Page:Sénèque - Œuvres complètes, trad. Baillard, tome I.djvu/401

La bibliothèque libre.
Le texte de cette page a été corrigé et est conforme au fac-similé.
364
DES BIENFAITS, LIVRE II.

Qu’importe en quoi consiste le don, s’il n’est fait volontairement et reçu de même ? De ce que tu m’as sauvé, mérites-tu que je t’appelle mon sauveur ? Le poison quelquefois a tenu lieu de remède : on ne le compte pas pourtant parmi les substances salutaires. Il est des choses qui servent, mais qui n’obligent point.

XIX. Un tyran avait un abcès qui fût percé par le poignard d’un homme venu pour l’égorger. Ce tyran dut-il le remercier de ce qu’un mal, devant lequel l’art des médecins avait reculé, se trouvait guéri par l’assassinat ? Tu vois que le résultat importe assez peu, car je ne puis regarder comme bienfaiteur quiconque, voulant me nuire, m’aura servi. Au hasard appartient le bienfait, à l’homme l’offense.

Nous avons vu dans l’amphithéâtre un lion qui, reconnaissant son ancien maître dans une des victimes qu’on livrait aux bêtes, le protégea contre toute attaque[1]. Est-ce un bienfait que le secours de ce lion ? Non : il n’a ni voulu faire ni fait un acte réfléchi de bienfaisance. Au lieu d’une bête féroce, mets un tyran. Il m’aura sauvé la vie comme elle ; mais ni elle ni lui ne sont des bienfaiteurs. Il n’y a pas bienfait, si j’ai reçu forcément ; il n’y a pas bienfait, si je dois à qui je ne voudrais pas devoir. Avant tout laisse-moi mon libre arbitre : tu donneras après.

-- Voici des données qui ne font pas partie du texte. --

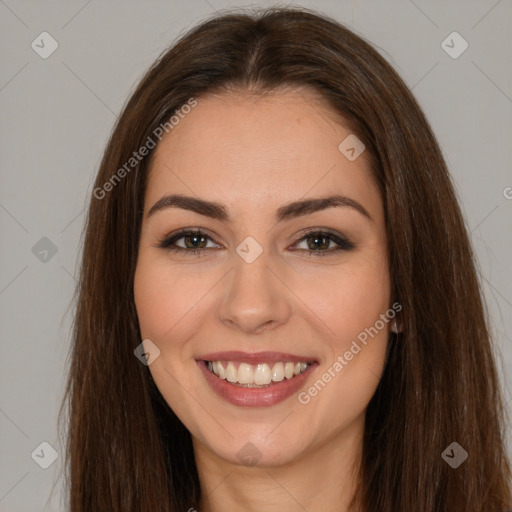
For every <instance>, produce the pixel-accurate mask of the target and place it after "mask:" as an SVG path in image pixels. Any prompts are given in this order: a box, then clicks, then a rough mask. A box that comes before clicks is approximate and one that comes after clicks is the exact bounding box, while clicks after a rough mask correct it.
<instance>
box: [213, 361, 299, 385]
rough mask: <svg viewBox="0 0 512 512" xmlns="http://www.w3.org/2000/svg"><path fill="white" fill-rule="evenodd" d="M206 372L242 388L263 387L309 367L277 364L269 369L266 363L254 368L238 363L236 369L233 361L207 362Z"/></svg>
mask: <svg viewBox="0 0 512 512" xmlns="http://www.w3.org/2000/svg"><path fill="white" fill-rule="evenodd" d="M207 366H208V370H210V371H211V372H212V373H214V374H215V375H217V377H220V378H221V379H225V380H227V381H228V382H231V383H233V384H240V385H242V386H244V387H265V386H268V385H270V384H271V383H272V382H281V381H283V380H284V379H285V378H286V379H291V378H293V377H295V376H296V375H300V374H301V373H303V372H305V371H306V370H307V368H308V366H309V364H308V363H306V362H300V363H292V362H278V363H274V365H273V366H272V367H270V366H269V365H268V364H267V363H260V364H257V365H256V366H254V365H252V364H247V363H239V364H238V369H237V367H236V364H235V362H234V361H208V364H207Z"/></svg>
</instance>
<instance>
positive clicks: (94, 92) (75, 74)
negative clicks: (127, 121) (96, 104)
mask: <svg viewBox="0 0 512 512" xmlns="http://www.w3.org/2000/svg"><path fill="white" fill-rule="evenodd" d="M61 62H62V64H64V66H66V67H67V68H68V69H69V71H70V72H71V73H73V75H75V77H76V78H77V80H78V81H79V82H81V83H82V84H83V86H84V87H86V88H87V89H89V91H90V92H91V93H92V94H93V95H94V96H95V97H96V98H97V99H98V100H99V101H100V102H101V103H102V104H103V105H104V106H105V107H106V108H107V109H108V110H110V112H112V114H114V116H115V117H116V118H117V114H116V113H115V112H114V111H113V110H112V109H111V108H110V107H109V106H108V105H107V104H106V103H105V102H104V101H103V100H102V99H101V98H100V97H99V96H98V95H97V94H96V93H95V92H94V91H93V90H92V89H91V88H90V87H89V86H88V85H87V84H86V83H85V82H84V81H83V80H82V79H81V78H80V77H79V76H78V75H77V74H76V73H75V72H74V71H73V70H72V69H71V68H70V67H69V66H68V65H67V64H66V63H65V62H64V61H63V60H61Z"/></svg>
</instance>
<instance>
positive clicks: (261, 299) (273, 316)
mask: <svg viewBox="0 0 512 512" xmlns="http://www.w3.org/2000/svg"><path fill="white" fill-rule="evenodd" d="M275 267H276V265H273V266H272V265H270V258H269V257H268V254H267V253H266V252H265V251H263V253H262V254H260V256H259V257H258V258H257V259H256V260H255V261H253V262H252V263H247V262H246V261H244V259H242V258H241V257H239V256H238V255H236V256H235V257H234V269H233V270H232V272H229V274H228V275H227V276H226V279H225V280H224V285H223V286H224V289H223V296H222V298H221V300H220V301H219V306H218V310H217V314H218V318H219V320H220V321H221V322H222V323H224V324H225V325H227V326H228V327H230V328H232V329H237V330H240V331H243V332H244V333H247V334H249V333H252V334H257V333H260V332H262V331H265V330H272V329H275V328H276V327H278V326H279V325H283V324H285V323H286V322H287V321H288V319H289V318H290V315H291V311H292V305H291V303H290V301H291V300H292V294H291V293H290V291H289V289H288V288H287V287H286V285H285V284H284V283H283V281H284V282H286V276H284V275H280V272H279V270H278V268H275ZM281 273H282V271H281Z"/></svg>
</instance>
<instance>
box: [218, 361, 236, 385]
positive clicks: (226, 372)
mask: <svg viewBox="0 0 512 512" xmlns="http://www.w3.org/2000/svg"><path fill="white" fill-rule="evenodd" d="M217 364H218V363H217ZM226 380H227V381H228V382H236V381H237V380H238V372H237V370H236V368H235V365H234V364H233V363H231V362H229V363H228V367H227V368H226Z"/></svg>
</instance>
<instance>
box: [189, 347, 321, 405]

XX. On agite souvent cette question : M. Brutus fit-il bien de recevoir la vie que César lui laissa, César qu’il jugeait digne de mort ? La pensée à laquelle obéit Brutus en l’immolant sera discutée ailleurs. En ceci toutefois cet homme, grand dans le reste de sa vie, s’abusa fort, ce me semble , et n’agit point selon les principes du stoïcisme soit que le nom de roi l’eût effarouché, tandis que le meilleur gouvernement est celui d’un roi18 juste ; soit qu’il espérât rétablir la liberté dans une ville où l’on trouvait tant de profit et à commander et à servir ; soit qu’il s’imaginât pouvoir rappeler à sa forme première cette république dont les anciennes mœurs n’étaient plus, et faire refleurir l’égalité entre citoyens et la stabilité des lois là où il avait vu tant de milliers d’hommes combattre non pour repousser l’esclavage, mais pour le choix d’un maître19. Combien il fallait méconnaître obstinément la nature des choses et son propre pays pour croire qu’à l’usurpateur immolé il ne succéderait pas quelque héritier de ses projets, comme il s’était rencontré un Tarquin, après tant de rois ex-

  1. C’est sans doute le même trait longuement rapporté par Aulu-Gelle, V, p. 14, l’histoire d’Androclès et du lion.